All Gundar’s inebriated brain can manufacture in reply is, “Why?”
“You dare ask me WHY?!” Mad Gus bellows. “What an impertinent question! Are you too drunk to see who stands before you?”
“Before me?” Gundar looks around, bewildered. “I didn’t mean to cut in line. If someone was here first, I’m glad to wait.”
“I’m talking about me, Barrel Brains!” says the tyrant. “Your ruler stands before you—waiting for a wagonload of barley that should have been here before lunch!”
“You’re before me?” asks Gundar, even more confused. “But ... why would you be made to wait in line ... in your own courtyard? You’re the ruler.”
“There is no line, you idiot!” Mad Gus shouts. “You’re the only one in line!”
“Then ... what’s the problem?” Gundar pleads.

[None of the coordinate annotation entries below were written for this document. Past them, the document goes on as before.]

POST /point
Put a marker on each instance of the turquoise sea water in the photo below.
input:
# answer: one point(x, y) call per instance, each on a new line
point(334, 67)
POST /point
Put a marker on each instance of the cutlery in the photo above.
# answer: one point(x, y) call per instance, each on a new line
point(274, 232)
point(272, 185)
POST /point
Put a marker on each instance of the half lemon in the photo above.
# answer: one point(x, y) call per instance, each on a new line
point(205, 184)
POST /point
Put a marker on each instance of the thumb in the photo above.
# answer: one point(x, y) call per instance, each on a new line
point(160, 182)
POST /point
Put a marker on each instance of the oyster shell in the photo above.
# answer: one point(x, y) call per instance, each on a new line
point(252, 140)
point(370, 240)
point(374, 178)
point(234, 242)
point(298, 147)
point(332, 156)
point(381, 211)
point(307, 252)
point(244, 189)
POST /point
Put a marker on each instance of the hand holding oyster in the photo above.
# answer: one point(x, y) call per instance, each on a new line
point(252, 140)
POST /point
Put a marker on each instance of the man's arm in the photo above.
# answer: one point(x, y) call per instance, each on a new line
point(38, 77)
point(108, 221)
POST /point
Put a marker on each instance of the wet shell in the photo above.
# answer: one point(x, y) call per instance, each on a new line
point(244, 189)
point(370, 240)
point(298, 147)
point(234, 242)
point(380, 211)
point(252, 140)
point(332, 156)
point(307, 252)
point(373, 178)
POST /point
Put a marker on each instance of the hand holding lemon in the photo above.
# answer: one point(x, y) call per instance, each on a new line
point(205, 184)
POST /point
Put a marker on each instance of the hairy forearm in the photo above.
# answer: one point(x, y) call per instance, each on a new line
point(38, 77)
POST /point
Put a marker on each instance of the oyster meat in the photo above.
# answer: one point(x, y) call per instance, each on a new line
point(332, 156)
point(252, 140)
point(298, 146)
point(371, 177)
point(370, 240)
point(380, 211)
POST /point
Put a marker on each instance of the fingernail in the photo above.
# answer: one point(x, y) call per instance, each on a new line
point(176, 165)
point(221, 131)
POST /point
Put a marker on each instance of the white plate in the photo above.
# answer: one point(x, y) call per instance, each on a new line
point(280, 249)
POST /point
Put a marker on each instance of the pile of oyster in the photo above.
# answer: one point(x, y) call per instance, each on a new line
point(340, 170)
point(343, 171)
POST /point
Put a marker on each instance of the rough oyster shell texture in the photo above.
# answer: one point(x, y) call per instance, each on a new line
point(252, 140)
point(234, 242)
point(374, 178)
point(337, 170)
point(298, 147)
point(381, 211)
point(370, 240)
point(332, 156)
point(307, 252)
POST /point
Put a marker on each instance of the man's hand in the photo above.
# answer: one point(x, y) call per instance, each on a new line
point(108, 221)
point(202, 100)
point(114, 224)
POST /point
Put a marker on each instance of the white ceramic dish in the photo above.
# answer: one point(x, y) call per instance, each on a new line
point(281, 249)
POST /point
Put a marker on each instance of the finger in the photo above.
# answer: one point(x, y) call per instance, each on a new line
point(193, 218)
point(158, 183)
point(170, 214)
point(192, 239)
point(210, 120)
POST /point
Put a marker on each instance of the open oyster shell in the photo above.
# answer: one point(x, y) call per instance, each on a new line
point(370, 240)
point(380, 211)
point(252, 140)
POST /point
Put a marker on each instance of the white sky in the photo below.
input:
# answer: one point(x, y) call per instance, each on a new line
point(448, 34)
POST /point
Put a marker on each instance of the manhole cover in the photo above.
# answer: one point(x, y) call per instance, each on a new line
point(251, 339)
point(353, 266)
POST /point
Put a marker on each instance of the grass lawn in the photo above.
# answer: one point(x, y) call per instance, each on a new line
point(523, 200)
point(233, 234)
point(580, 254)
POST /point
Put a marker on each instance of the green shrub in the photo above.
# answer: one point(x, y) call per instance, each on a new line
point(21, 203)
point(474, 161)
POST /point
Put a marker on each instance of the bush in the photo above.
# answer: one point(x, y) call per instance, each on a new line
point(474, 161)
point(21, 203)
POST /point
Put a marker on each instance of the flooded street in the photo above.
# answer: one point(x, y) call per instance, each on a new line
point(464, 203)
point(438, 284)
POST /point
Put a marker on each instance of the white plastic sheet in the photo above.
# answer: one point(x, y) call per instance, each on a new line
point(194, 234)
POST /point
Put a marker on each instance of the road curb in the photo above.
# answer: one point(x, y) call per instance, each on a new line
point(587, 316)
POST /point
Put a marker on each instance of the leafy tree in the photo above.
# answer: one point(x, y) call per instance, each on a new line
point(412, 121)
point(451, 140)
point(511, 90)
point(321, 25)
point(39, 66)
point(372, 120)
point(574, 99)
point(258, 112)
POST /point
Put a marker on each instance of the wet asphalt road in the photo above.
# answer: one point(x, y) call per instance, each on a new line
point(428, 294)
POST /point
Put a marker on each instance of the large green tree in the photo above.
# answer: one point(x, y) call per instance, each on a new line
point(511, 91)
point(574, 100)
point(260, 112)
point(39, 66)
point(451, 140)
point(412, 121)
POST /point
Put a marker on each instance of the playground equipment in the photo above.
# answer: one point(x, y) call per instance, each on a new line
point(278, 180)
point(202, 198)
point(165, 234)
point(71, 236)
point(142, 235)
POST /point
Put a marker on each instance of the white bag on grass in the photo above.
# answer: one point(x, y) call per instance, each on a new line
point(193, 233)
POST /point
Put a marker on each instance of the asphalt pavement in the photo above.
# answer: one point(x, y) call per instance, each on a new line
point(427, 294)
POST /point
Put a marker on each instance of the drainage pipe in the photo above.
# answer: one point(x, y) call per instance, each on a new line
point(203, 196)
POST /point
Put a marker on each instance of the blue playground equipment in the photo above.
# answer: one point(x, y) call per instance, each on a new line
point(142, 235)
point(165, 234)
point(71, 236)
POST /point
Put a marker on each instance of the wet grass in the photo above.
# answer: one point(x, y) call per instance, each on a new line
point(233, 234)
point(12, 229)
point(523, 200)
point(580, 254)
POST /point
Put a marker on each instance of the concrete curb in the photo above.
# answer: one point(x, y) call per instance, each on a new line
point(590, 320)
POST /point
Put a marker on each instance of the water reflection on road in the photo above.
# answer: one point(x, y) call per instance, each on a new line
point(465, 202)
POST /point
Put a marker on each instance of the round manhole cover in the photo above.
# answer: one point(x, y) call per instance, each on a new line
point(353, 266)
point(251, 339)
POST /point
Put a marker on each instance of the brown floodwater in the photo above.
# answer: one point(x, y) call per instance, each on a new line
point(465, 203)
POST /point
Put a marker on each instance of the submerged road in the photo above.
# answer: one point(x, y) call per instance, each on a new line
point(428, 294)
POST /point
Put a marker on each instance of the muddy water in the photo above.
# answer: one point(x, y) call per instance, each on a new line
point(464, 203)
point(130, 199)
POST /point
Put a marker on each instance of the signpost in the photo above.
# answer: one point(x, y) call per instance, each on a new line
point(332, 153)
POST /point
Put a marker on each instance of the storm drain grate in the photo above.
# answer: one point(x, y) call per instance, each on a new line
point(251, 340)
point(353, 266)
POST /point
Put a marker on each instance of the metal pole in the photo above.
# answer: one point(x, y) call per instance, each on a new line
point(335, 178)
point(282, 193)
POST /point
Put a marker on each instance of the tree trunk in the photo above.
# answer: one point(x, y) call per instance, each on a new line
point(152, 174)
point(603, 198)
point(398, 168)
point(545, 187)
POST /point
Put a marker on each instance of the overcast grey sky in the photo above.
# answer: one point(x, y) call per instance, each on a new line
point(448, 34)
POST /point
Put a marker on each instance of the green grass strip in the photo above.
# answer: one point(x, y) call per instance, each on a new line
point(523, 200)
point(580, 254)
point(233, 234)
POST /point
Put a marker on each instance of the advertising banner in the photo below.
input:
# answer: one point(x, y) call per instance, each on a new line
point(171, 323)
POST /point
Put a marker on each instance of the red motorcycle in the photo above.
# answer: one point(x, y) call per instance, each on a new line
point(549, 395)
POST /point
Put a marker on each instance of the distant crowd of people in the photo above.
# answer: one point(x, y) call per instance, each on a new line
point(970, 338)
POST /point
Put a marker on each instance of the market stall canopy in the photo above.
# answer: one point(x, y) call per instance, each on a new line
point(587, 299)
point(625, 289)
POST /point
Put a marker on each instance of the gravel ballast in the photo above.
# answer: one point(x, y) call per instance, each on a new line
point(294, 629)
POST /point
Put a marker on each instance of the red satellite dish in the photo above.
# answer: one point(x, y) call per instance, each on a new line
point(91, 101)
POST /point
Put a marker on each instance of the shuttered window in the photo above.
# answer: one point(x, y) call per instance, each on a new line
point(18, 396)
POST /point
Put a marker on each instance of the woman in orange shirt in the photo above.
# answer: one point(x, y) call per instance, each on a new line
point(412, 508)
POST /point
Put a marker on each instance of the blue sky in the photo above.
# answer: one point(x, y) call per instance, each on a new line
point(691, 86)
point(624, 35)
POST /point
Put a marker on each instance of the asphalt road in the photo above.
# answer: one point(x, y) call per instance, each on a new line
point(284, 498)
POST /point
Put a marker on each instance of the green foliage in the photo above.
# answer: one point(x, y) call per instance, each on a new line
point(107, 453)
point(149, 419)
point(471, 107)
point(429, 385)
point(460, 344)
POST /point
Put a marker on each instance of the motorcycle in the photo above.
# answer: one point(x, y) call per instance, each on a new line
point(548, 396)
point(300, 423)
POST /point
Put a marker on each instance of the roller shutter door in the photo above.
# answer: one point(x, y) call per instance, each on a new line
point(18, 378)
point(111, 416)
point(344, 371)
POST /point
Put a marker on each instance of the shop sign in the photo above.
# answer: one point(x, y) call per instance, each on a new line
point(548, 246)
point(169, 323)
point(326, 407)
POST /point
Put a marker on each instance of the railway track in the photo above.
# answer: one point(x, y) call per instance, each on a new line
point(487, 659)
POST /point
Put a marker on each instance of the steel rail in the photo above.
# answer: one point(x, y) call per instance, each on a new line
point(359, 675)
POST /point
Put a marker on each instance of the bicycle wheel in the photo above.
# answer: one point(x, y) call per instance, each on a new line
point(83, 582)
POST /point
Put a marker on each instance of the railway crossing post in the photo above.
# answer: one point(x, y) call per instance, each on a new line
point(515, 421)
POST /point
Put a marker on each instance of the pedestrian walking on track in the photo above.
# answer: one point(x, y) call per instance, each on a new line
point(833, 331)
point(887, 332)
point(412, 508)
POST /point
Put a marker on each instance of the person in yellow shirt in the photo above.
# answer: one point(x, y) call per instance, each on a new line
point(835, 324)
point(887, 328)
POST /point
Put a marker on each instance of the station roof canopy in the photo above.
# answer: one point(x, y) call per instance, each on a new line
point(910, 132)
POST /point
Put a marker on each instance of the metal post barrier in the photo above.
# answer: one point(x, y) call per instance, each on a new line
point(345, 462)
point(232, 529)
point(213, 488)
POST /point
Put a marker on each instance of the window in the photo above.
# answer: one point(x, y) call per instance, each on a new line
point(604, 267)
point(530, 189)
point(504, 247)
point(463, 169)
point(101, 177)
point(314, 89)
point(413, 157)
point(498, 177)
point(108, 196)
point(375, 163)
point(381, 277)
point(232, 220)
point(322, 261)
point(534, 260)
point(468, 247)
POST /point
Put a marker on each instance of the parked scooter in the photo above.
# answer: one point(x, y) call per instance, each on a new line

“YOU’RE LATE!!!” screams the tyrant.
“For what?” whines Gundar. Even he can tell this isn’t being managed well, but granary deliveries were never “by appointment”. If there’d been some schedule here, he had never been informed of it... Then again, his friend Brock still hadn’t been informed of why they’d kidnapped his two daughters and his wife...
“I sent men to your farm this morning for the barley,” Mad Gus growls,[36] clearly struggling to regain his composure. “They were informed by a neighbor of yours—since imprisoned—that you’d already left to drag your little wagon here—where we’ve been waiting for you all damn day!”
“Waiting?” Gundar asks again. “For a cartful of barley…?”
“When you failed to show up as expected, I’d have bet my second pair of pants that you were trying to flee the valley with my barley! In fact, I still think that’s what you tried to do. So what went wrong, dummkopf?”
“I wasn’t trying to flee anywhere,” Gundar protests. “You know the only way out of Durn leads right thro
ugh here. Where else could I have gone? Up a cliff? With a cartload of barley?”
“Call me stupid one more time,” says Gus, “and you can laugh it up down in my dungeons with your insolent neighbor. If you weren’t trying to run away, where have you been all day? It should not have taken you two hours to get here from your pathetic little farm.”
Gundar opens his mouth to say he’d just been visiting with Brock, but some lonely, semi-lucid synapse in his finally sobering mind suggests that Brock has already suffered too much at Gus’s hands. Sadly, this brief window of lucidity then closes up again as quickly as it had popped open, and Gundar is so pie-eyed that he can’t quite distinguish at that moment between thoughts and words—which is how the thought, I should just have turned this Gottdamn[37] barley into beer,[38] becomes so inconveniently audible.
“You should have ... what?” says Mad Gus very quietly.
“What?” Gundar replies, still only half aware that he had thought aloud.